Monday, May 23, 2011 9:59:29 PM
Police Clash with Protesters in Morocco

Demonstrators wanted to set up camps in front of parliament in Rabat on Sunday but baton-wielding security forces broke up the crowds, causing injuries, Reuters reported.

"We are standing together for dignity. We are against despotism, against corruption. We are for dignity, freedom, democracy and social justice," one protester said.

Police also beat protesters in Casablanca where people chanted slogans against the royal court. They said staging protests was their “legal right.”

Meanwhile, several protesters have been arrested.

Sunday protests come despite a government ban on anti-government demonstrations that started in the African country in February following the successful revolutions in Tunisia and Egypt.

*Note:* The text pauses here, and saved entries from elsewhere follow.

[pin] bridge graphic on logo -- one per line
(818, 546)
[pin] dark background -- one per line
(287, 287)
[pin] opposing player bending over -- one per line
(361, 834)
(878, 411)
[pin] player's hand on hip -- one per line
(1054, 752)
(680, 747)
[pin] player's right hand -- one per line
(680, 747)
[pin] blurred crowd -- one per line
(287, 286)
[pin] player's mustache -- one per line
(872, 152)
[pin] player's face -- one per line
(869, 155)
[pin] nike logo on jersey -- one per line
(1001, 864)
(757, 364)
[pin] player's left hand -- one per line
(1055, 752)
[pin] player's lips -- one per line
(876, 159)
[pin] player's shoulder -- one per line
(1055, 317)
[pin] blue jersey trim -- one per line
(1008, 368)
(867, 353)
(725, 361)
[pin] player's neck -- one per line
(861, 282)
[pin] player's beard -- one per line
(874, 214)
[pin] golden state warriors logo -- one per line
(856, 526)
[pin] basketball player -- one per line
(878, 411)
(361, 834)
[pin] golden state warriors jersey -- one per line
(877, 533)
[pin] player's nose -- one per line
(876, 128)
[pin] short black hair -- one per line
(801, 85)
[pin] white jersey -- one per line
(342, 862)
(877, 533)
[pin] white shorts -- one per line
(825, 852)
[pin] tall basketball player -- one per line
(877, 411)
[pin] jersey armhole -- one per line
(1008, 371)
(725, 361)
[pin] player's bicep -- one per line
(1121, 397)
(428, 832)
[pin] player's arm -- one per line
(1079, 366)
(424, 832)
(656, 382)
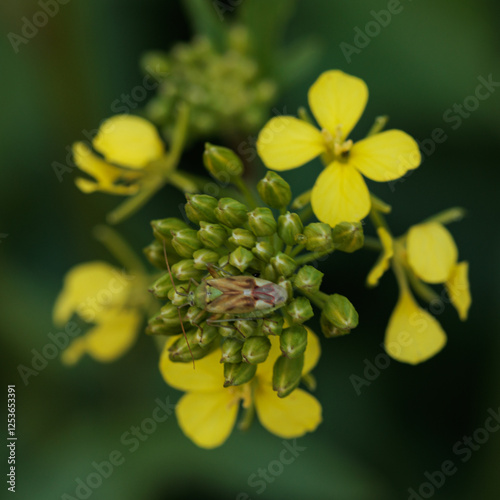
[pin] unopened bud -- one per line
(237, 374)
(255, 350)
(286, 374)
(201, 207)
(222, 163)
(289, 226)
(293, 341)
(274, 190)
(319, 237)
(261, 222)
(348, 236)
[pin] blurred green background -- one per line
(373, 446)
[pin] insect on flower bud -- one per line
(222, 163)
(261, 222)
(340, 313)
(231, 351)
(242, 238)
(255, 350)
(319, 237)
(348, 236)
(186, 242)
(284, 264)
(237, 374)
(308, 279)
(286, 374)
(201, 207)
(231, 213)
(274, 190)
(212, 235)
(300, 310)
(293, 341)
(289, 226)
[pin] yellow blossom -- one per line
(337, 101)
(98, 293)
(208, 411)
(128, 145)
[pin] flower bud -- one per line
(255, 350)
(242, 238)
(261, 222)
(289, 226)
(308, 279)
(231, 213)
(231, 351)
(237, 374)
(340, 312)
(212, 235)
(286, 374)
(293, 341)
(241, 258)
(273, 325)
(201, 207)
(319, 237)
(348, 236)
(263, 250)
(222, 163)
(204, 257)
(186, 242)
(274, 190)
(184, 270)
(300, 310)
(284, 264)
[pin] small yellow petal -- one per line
(432, 252)
(207, 376)
(413, 335)
(458, 289)
(128, 140)
(340, 194)
(207, 418)
(288, 417)
(286, 142)
(386, 156)
(384, 259)
(338, 100)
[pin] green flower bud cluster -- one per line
(224, 91)
(223, 237)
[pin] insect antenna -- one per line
(178, 308)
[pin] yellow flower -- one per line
(337, 101)
(207, 413)
(128, 144)
(98, 293)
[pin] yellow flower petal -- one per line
(108, 340)
(207, 376)
(128, 140)
(286, 142)
(384, 259)
(207, 418)
(338, 100)
(386, 156)
(289, 417)
(90, 290)
(458, 289)
(432, 252)
(413, 335)
(340, 194)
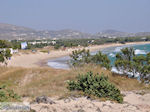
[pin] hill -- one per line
(10, 32)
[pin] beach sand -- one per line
(40, 59)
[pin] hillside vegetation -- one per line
(34, 82)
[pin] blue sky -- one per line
(84, 15)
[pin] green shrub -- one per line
(7, 95)
(97, 85)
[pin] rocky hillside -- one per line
(8, 31)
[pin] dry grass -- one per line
(52, 82)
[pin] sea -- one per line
(63, 62)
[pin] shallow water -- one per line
(63, 62)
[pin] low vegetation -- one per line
(97, 85)
(131, 65)
(8, 95)
(33, 82)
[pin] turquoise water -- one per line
(62, 63)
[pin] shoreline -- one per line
(40, 59)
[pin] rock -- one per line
(44, 99)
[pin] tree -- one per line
(80, 57)
(101, 59)
(4, 51)
(129, 64)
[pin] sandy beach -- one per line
(40, 59)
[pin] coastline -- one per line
(40, 59)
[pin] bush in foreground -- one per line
(7, 95)
(97, 85)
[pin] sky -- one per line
(84, 15)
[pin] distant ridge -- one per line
(10, 32)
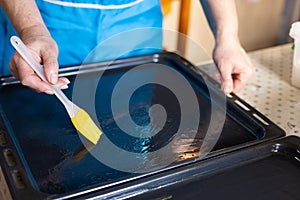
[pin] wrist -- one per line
(34, 31)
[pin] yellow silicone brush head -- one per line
(86, 126)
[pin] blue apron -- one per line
(80, 27)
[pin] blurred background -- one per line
(262, 24)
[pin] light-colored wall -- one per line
(259, 24)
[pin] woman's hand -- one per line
(234, 65)
(44, 49)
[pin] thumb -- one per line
(227, 84)
(50, 66)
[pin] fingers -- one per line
(23, 72)
(226, 73)
(50, 64)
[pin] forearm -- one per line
(25, 16)
(224, 23)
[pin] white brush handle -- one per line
(17, 43)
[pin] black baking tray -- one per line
(40, 141)
(267, 171)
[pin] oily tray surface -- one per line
(52, 152)
(269, 171)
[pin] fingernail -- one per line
(49, 92)
(66, 81)
(64, 87)
(53, 78)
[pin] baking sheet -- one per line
(46, 141)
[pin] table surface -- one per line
(269, 90)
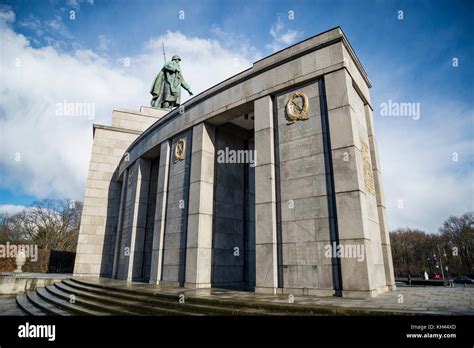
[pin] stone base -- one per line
(166, 283)
(266, 290)
(197, 285)
(307, 292)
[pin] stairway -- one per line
(86, 297)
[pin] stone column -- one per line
(351, 184)
(118, 237)
(265, 198)
(160, 214)
(139, 209)
(201, 200)
(381, 210)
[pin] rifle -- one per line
(164, 54)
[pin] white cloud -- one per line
(282, 38)
(103, 42)
(54, 151)
(11, 209)
(418, 168)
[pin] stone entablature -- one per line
(160, 208)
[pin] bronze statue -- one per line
(166, 89)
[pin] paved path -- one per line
(414, 299)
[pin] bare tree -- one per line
(52, 224)
(458, 234)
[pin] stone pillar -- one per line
(351, 184)
(96, 245)
(265, 199)
(138, 226)
(160, 214)
(381, 210)
(118, 237)
(201, 199)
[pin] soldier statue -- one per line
(166, 89)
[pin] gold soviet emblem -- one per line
(297, 107)
(180, 150)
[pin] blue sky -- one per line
(407, 60)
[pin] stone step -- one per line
(234, 304)
(78, 308)
(28, 307)
(46, 306)
(167, 302)
(132, 305)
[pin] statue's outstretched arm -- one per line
(186, 86)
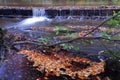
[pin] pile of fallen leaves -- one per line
(56, 65)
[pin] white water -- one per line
(38, 16)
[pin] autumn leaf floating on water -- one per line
(61, 64)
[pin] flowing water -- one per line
(57, 2)
(40, 19)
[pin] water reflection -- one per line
(56, 2)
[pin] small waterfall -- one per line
(39, 15)
(38, 12)
(81, 15)
(59, 16)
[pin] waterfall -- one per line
(38, 12)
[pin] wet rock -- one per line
(17, 67)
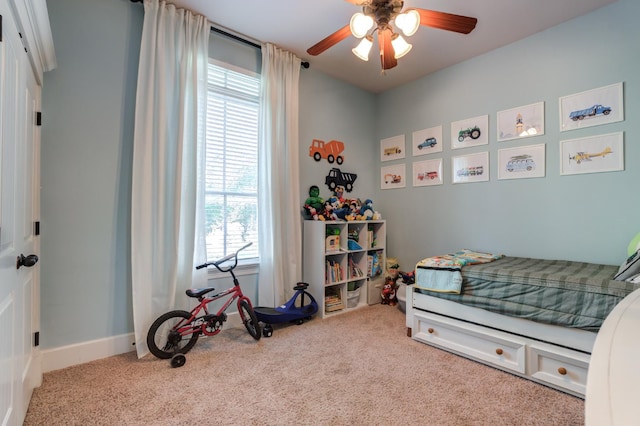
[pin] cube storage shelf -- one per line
(340, 260)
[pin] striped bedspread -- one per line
(559, 292)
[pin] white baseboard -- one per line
(79, 353)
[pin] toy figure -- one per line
(337, 208)
(408, 277)
(314, 205)
(366, 211)
(328, 212)
(339, 193)
(389, 292)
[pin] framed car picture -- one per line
(592, 107)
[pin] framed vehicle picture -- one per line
(392, 148)
(427, 172)
(592, 108)
(470, 168)
(521, 162)
(521, 122)
(427, 141)
(594, 154)
(392, 177)
(470, 132)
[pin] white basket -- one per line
(353, 298)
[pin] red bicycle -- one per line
(174, 333)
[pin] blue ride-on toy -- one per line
(290, 311)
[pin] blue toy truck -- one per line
(590, 112)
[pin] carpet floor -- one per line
(359, 368)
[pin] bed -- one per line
(535, 318)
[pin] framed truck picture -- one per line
(592, 107)
(470, 168)
(427, 172)
(427, 141)
(392, 148)
(392, 177)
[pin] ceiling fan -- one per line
(377, 17)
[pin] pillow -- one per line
(629, 268)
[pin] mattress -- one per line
(565, 293)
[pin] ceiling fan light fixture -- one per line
(400, 46)
(408, 22)
(363, 48)
(360, 24)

On Friday, several unemployed graduates managed to push their way through crowds to talk to King Mohammad after Friday prayers to demand jobs. Live broadcast was cut off after people around the king started chanting slogans.

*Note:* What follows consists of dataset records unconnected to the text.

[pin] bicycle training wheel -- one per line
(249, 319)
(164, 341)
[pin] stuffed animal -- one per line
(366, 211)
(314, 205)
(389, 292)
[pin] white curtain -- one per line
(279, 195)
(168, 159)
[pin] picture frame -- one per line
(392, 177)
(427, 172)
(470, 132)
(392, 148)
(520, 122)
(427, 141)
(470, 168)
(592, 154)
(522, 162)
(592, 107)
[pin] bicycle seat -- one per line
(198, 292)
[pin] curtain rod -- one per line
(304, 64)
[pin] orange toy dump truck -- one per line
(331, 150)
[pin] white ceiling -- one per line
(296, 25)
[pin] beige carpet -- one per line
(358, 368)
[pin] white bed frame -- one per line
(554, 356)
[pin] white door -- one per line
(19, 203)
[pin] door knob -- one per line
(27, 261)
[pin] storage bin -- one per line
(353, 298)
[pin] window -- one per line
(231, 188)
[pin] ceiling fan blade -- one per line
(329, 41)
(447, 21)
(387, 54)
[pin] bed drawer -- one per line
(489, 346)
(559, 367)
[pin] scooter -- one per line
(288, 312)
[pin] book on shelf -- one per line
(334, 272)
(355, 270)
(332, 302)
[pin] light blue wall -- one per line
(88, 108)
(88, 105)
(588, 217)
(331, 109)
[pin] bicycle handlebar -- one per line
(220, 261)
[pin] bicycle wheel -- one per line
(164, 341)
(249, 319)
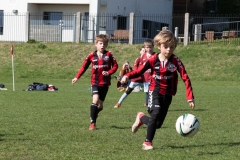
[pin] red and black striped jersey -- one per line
(164, 79)
(106, 63)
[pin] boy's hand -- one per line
(191, 104)
(105, 73)
(74, 80)
(124, 79)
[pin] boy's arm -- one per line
(84, 67)
(186, 80)
(114, 66)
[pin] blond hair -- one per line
(165, 37)
(102, 37)
(148, 42)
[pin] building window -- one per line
(151, 28)
(1, 22)
(122, 22)
(212, 6)
(52, 18)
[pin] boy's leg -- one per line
(99, 94)
(158, 109)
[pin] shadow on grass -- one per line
(229, 144)
(130, 127)
(19, 134)
(195, 110)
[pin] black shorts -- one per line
(158, 101)
(100, 90)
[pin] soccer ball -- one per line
(187, 125)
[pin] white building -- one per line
(20, 19)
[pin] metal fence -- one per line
(82, 27)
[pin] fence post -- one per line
(165, 28)
(197, 32)
(186, 29)
(131, 27)
(27, 27)
(176, 32)
(78, 27)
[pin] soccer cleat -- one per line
(147, 146)
(137, 122)
(117, 105)
(92, 126)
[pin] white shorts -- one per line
(145, 86)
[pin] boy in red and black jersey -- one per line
(103, 66)
(148, 46)
(163, 85)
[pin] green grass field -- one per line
(54, 125)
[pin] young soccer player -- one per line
(148, 46)
(103, 66)
(134, 82)
(125, 69)
(163, 85)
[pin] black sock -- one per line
(100, 109)
(93, 112)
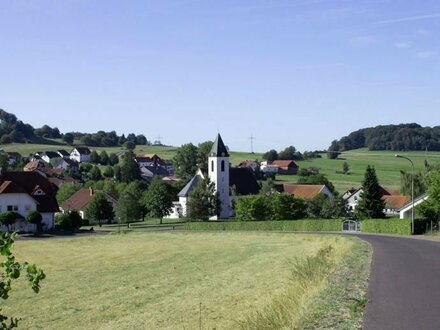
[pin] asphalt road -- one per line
(404, 290)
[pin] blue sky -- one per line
(299, 73)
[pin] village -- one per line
(35, 188)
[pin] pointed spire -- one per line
(218, 148)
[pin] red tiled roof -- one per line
(284, 163)
(395, 201)
(305, 191)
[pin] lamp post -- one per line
(412, 190)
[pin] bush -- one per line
(387, 226)
(68, 221)
(296, 225)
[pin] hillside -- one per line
(403, 137)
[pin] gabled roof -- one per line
(395, 201)
(305, 191)
(28, 181)
(218, 148)
(51, 154)
(244, 181)
(82, 150)
(190, 186)
(9, 187)
(63, 153)
(284, 163)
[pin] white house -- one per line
(23, 192)
(80, 154)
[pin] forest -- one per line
(402, 137)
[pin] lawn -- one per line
(183, 280)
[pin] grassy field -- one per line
(386, 164)
(190, 281)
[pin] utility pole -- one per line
(252, 138)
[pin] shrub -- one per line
(296, 225)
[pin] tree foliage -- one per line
(35, 218)
(10, 271)
(203, 202)
(130, 208)
(185, 161)
(159, 198)
(100, 208)
(370, 204)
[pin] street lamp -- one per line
(412, 190)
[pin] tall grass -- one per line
(308, 278)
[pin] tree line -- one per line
(14, 130)
(389, 137)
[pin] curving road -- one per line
(404, 290)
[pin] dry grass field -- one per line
(179, 280)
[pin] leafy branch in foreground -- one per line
(10, 270)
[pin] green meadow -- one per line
(187, 280)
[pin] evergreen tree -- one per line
(100, 209)
(371, 204)
(159, 198)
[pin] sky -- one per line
(296, 72)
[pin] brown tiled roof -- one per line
(284, 163)
(80, 199)
(28, 181)
(305, 191)
(395, 201)
(33, 165)
(83, 150)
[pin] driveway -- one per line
(404, 290)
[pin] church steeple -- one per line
(218, 148)
(218, 173)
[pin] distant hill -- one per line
(403, 137)
(14, 130)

Protests were suppressed on May 15 when activists wanted to hold a rally outside an alleged secret prison. Protesters believed the detainees were tortured by intelligence forces.

King Mohammad vowed in March to make amendments to the constitution to give more social rights to people. A draft constitution is scheduled to be announced in June.

The royal family has ruled the country since seventeenth century. King Mohammad ascended to the throne in 1999.

Many people in Morocco suffer from poverty and nearly half of the country's population of 32 million is illiterate, reports say.

A total of about sixty activists have been injured in Rabat, Casablanca, Agadir, and Tangier, reports say.

Meanwhile, officials put the number of injured at about twenty demonstrators and police officers combined.

Morocco has stepped up crackdowns on demonstrators, who have been demanding reform, freedom and better living conditions.

The Monarchy is desperate to avoid an Egyptian- or Tunisian-style revolution.